Fábio Serapião / Beatriz Bulla

15/06/2017

 

 

O presidente Michel Temer usou o helicóptero Bell prefixo PR-VDN, do empresário Vanderlei de Natale, em 2014, para viajar de São Paulo até Tietê, sua cidade natal no interior paulista.

Natale é um dos sócios da Construbase Engenharia, investigada na Operação Lava Jato por suspeita de irregularidades em uma licitação da Petrobrás e responsável por pagamentos de R$ 1,9 milhão para um empresa de fachada investigada por ser usada para escoar propina na obra da Usina de Angra 3, em Angra dos Reis, no Rio.

A viagem, realizada em 9 de março daquele ano, foi revelada pelo jornal Zero Hora.

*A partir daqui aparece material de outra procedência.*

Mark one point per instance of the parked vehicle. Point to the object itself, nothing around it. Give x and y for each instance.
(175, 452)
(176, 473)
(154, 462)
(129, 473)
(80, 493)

A aeronave está em nome da Juquis Agropecuária – assim como a Construbase, a empresa tem Natale como sócio.

Questionado pelo Estado, Temer confirmou que usou o helicóptero e disse ser amigo de Natale. Sobre a Construbase, Temer informou que não mantém relação com a empresa nem tinha conhecimento da investigação na Lava Jato.

A Construbase aparece na quebra de sigilo da empresa de fachada CG Consultoria que, segundo o Ministério Público Federal, teria escoado propina para o almirante Othon Luiz Pinheiro da Silva, ex-presidente da Eletronuclear, em razão da licitação de Angra 3. Na lista do MPF, são apresentados 35 repasses entre 2009 e 2012.

No caso da Usina de Angra 3, no qual a CG Consultoria é investigada, o MPF também apura os repasses para a empresa Argeplan, do coronel da Polícia Militar e amigo de Temer José Bapstita Lima Filho.

 

Contrato. A empresa finlandesa AF foi a vencedora de um contrato de R$ 162 milhões na Eletronuclear e, por exigência brasileira, subcontratou duas empresas locais: a Engevix e a AF Brasil – da qual a Argeplan faz parte. Lima era gestor do contrato com a Eletronuclear, pela parte da Argeplan. O contrato foi assinado em 2012 para serviços de eletromecânica.

A Construbase foi procurada, mas não respondeu ao Estado.

 

 

O Estado de São Paulo, n. 45166, 15/06/2017. Política, p. A4.